Grantland’s Bill Simmons took it a step further:
As the self-proclaimed Body Language Doctor, I was obviously excited for a moody lefty with poor shot selection who occasionally clashes with his teammates (Smith) to join forces with a moody lefty with poor shot selection who occasionally clashes with his teammates (Brandon Jennings). But it’s been rockier than even the Body Language Doctor expected. Mo Cheeks has that “mom with three young kids who just had too much sugar” look on his face at all times. If you started a 12-man “Which Two Teammates Would Have To Be Separated In The Huddle” fantasy draft, and the entire first round were taken up by “Boogie Cousins vs. (fill in 12 consecutive teammates),” then the first pick of the second round would be either “Josh vs. Jennings” or “Kyrie vs. Dion.”
Although humorous, this is not exactly news for Pistons fans. But it is incredibly relevant tonight heading into the contest against the Bulls. In their first head-to-head matchup of the season, Chicago took Detroit to task.
The Bulls held the Pistons to 44.2 percent shooting from the field at the Palace of Auburn Hills. That figure seems incredibly respectable until we dig in further into the numbers.

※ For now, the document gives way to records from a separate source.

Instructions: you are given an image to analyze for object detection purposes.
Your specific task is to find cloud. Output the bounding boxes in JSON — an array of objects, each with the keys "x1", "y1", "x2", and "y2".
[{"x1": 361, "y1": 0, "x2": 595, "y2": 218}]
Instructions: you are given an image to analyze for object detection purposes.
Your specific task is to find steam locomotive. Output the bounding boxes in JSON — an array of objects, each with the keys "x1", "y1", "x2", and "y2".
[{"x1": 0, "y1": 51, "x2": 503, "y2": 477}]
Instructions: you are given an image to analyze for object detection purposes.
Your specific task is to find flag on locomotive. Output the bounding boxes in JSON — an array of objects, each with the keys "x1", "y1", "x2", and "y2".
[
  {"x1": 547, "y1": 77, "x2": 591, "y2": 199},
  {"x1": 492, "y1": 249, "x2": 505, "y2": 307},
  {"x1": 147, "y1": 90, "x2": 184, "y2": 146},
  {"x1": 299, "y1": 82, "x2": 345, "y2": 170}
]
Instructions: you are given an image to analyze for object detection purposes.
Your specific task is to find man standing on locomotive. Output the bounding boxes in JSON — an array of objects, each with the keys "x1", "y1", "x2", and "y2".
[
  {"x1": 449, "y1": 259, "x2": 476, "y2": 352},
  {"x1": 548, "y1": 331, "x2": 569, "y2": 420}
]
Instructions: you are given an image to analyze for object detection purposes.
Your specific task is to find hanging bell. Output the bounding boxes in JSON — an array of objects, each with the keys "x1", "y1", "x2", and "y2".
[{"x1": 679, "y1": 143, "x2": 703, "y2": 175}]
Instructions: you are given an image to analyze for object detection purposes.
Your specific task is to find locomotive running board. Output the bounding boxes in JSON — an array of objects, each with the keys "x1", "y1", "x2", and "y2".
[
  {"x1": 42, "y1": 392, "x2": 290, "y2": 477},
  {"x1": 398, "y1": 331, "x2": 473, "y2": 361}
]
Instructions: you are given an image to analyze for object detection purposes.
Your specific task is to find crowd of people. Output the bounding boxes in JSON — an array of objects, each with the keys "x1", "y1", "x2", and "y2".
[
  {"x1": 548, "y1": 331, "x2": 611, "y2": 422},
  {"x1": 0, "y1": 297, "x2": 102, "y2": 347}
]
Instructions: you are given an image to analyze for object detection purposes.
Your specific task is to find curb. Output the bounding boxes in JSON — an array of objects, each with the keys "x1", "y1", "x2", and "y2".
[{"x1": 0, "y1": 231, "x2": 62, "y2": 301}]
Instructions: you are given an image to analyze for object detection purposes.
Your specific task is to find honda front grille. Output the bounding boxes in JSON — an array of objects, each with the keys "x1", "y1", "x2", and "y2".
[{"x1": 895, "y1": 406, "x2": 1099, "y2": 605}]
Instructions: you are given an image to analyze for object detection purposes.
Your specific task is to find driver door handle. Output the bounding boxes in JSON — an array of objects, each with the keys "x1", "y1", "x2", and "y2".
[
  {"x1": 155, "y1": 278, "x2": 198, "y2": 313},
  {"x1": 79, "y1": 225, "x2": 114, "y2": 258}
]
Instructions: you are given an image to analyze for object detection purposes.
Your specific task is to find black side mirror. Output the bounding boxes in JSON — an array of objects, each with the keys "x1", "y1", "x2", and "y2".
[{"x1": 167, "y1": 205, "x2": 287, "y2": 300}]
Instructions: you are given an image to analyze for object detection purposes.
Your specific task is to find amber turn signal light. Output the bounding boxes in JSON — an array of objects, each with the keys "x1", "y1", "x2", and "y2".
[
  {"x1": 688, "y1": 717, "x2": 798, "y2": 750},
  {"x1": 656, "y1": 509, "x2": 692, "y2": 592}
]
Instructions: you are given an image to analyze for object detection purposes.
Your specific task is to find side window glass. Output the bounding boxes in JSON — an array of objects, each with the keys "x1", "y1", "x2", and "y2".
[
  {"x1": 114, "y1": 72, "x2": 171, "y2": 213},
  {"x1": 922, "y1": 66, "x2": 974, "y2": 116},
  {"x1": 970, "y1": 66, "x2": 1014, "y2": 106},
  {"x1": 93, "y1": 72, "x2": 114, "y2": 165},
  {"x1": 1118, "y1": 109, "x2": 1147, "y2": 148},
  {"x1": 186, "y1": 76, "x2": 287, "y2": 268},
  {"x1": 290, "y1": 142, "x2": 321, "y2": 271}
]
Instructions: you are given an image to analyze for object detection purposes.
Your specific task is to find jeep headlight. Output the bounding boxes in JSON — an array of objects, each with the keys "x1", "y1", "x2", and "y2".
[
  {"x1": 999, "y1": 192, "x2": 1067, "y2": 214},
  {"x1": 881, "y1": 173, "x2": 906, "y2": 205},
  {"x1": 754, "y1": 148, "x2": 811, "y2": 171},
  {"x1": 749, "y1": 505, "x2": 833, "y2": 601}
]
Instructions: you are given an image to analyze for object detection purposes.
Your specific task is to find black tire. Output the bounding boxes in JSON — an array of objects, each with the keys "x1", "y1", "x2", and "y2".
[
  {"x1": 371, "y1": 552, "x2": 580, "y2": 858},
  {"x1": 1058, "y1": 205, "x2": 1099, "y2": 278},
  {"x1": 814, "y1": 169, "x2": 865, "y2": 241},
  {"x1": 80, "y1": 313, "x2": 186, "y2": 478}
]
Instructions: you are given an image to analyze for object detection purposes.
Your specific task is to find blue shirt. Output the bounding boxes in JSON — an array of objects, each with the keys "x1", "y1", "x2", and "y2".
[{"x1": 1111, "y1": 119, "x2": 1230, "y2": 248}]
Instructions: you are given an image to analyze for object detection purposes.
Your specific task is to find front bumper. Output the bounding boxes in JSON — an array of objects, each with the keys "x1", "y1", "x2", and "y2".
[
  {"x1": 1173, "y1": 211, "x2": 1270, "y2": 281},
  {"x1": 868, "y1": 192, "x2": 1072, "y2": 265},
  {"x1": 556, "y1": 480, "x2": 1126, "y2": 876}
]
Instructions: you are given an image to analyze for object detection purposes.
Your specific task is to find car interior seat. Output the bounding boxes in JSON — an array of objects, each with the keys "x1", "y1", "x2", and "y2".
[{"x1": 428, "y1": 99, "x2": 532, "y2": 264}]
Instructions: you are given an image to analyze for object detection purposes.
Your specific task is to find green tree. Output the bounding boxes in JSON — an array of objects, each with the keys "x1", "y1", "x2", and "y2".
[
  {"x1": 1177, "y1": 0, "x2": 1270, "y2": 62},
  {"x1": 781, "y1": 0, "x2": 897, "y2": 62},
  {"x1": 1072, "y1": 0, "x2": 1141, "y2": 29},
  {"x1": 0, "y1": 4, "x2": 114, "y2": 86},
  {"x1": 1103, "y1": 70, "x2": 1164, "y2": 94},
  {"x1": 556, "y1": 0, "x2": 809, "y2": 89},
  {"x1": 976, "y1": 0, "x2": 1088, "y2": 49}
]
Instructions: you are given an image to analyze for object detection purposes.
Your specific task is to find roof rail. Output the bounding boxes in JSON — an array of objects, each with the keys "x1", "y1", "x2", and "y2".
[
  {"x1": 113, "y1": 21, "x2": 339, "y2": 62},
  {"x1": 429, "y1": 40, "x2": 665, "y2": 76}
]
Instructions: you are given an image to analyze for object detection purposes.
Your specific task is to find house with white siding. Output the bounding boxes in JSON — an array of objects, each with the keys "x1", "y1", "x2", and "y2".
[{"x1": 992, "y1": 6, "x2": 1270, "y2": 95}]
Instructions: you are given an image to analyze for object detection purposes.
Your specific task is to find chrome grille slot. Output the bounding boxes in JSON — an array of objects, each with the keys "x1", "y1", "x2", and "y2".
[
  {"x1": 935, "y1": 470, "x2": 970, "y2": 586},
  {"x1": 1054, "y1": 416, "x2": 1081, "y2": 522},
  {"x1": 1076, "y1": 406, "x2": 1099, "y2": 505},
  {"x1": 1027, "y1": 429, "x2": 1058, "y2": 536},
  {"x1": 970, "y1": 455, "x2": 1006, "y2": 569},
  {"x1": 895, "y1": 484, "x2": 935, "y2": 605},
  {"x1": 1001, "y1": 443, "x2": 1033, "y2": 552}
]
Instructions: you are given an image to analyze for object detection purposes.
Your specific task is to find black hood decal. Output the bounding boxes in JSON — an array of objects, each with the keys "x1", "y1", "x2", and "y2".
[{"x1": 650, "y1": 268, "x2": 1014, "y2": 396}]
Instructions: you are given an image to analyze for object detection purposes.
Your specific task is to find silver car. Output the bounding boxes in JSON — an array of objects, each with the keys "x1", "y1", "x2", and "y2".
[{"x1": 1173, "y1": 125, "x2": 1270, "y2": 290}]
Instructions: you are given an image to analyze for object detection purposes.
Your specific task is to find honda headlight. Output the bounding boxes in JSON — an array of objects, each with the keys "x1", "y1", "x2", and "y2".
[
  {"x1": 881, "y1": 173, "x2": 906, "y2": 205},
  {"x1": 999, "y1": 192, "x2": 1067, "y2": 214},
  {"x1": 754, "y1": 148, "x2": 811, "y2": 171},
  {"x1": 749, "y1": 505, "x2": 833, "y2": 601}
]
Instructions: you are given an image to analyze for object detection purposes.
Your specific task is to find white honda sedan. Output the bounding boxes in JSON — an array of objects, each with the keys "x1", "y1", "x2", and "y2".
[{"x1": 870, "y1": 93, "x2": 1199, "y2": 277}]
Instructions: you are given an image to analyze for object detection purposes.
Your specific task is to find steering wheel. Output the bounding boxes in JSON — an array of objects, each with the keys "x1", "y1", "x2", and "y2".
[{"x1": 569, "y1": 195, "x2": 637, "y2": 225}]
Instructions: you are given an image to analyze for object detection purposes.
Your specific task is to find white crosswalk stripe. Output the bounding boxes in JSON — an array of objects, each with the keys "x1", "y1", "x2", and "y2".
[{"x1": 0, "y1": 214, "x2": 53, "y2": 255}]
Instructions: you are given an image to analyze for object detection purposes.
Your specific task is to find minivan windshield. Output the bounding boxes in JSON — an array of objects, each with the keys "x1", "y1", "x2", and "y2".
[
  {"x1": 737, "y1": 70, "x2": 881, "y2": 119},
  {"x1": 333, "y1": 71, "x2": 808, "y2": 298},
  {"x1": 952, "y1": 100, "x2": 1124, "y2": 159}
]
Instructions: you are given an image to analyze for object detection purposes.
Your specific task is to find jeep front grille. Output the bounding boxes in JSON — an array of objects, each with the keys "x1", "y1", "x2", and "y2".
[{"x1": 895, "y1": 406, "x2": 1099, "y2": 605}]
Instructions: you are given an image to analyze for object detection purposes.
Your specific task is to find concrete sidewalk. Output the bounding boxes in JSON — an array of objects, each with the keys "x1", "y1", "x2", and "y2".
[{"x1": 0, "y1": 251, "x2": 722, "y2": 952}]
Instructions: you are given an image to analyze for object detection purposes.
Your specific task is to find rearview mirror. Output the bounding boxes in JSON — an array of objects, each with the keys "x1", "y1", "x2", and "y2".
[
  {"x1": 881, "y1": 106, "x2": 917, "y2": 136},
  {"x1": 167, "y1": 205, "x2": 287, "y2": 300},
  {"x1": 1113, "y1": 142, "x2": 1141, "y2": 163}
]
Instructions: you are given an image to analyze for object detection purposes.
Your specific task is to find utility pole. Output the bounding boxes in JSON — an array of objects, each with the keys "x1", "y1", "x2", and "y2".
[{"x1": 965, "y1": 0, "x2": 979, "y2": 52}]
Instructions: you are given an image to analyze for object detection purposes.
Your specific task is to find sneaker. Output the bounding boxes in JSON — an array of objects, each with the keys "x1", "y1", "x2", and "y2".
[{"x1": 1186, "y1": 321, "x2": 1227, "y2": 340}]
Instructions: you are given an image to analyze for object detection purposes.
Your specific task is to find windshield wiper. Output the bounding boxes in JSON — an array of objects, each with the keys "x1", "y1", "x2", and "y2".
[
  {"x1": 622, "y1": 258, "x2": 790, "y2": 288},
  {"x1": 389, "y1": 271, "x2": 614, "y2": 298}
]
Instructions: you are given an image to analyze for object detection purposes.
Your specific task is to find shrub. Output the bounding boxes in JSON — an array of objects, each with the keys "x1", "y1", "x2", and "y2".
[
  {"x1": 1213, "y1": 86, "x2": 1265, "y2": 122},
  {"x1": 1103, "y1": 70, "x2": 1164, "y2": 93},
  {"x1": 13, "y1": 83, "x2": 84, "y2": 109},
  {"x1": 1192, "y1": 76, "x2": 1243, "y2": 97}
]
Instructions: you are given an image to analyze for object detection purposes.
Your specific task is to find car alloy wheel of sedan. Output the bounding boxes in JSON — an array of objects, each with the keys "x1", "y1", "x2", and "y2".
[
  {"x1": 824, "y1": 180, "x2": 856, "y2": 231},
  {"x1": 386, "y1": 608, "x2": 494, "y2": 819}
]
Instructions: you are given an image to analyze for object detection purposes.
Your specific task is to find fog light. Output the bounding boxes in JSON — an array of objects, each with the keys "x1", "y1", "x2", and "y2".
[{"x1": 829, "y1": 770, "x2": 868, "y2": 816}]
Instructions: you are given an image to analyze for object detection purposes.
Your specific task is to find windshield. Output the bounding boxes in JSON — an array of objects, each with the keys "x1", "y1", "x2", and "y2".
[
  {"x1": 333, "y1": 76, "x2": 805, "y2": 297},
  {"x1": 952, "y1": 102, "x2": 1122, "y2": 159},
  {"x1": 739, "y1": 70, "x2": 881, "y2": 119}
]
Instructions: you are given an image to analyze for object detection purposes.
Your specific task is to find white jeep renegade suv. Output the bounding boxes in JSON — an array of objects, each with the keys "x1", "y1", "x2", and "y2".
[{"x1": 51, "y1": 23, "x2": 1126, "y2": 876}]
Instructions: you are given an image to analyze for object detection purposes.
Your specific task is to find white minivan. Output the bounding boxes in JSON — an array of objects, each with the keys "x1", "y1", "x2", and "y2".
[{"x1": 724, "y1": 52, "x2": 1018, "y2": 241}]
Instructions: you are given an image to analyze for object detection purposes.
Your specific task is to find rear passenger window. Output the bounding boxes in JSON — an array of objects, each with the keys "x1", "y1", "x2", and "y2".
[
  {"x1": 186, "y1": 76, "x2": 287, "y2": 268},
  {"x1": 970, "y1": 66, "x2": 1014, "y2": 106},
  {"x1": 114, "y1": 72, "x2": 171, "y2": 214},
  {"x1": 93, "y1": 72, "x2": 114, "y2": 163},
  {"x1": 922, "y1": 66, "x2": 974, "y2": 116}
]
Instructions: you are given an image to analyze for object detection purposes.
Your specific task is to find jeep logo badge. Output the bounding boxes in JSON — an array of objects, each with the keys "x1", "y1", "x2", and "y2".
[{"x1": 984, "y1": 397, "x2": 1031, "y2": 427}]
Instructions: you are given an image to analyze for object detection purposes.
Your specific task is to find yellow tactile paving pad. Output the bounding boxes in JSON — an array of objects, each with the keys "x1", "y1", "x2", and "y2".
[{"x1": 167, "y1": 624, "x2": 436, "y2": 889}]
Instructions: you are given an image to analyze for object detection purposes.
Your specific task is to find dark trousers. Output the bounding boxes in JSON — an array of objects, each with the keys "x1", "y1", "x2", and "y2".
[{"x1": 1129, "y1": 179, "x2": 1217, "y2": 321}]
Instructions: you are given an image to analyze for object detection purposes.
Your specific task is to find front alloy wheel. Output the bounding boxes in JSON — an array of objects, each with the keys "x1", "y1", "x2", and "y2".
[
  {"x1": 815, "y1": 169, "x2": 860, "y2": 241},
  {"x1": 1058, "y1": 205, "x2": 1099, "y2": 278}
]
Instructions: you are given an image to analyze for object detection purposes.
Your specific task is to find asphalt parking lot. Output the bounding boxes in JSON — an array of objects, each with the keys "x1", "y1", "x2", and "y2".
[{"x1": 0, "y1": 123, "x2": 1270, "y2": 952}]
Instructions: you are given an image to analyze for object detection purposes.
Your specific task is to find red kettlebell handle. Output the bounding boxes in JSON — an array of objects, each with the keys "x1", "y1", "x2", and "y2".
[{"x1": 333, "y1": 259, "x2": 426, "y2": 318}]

The Pistons took an ungodly amount of contested long-range 2-point shots and actually connected on a great amount of them. NBA.com tells us that Mo Cheeks’ unit hit 11-of-23 (47.8 percent) of their mid-range jumpers in their lone contest versus the Bulls.
That figure is simply not sustainable given that those shots were well contested. Detroit relied on running a lot of two-man action on the wings and it resulted in either Brandon Jennings taking a low-percentage shot or one of the big people taking a tough jumper.
Also, when the Pistons interior players got within proximity of the basket, they saw the outstretched arms of Joakim Noah or Taj Gibson. Both players are great defenders and they force misses by contesting shots with great fervor.
The Pistons converted decent amount of shots at the basket and again, they were by their own standards lights out from mid-range. Despite all that, they only scored 79 points against the Bulls.
Further exacerbating issues, Chicago’s offense was quite efficient on that night despite the lack of creativity in their sets. The Bulls simply relied on swinging the ball from one side to the next and using cross screens.
That consistently produced high-percentage shots and resulted in a night where they hit 53.2 percent of their shots. There is no other way around it: Detroit must defend far better tonight at the United Center.
The Pistons’ offense will probably struggle tonight once more unless they manufacture a plethora of turnovers. That will allow Detroit to get out on the break where their athleticism is practically unparalleled. That gives them an opportunity to avoid executing in their half-court offense.
The Bulls probably win this contest if it ends up being a slow grind out game given that Detroit will be launching long contested jumpers again. If the Pistons speed things up though, they have a chance at taking this one and ending the road trip with a bang.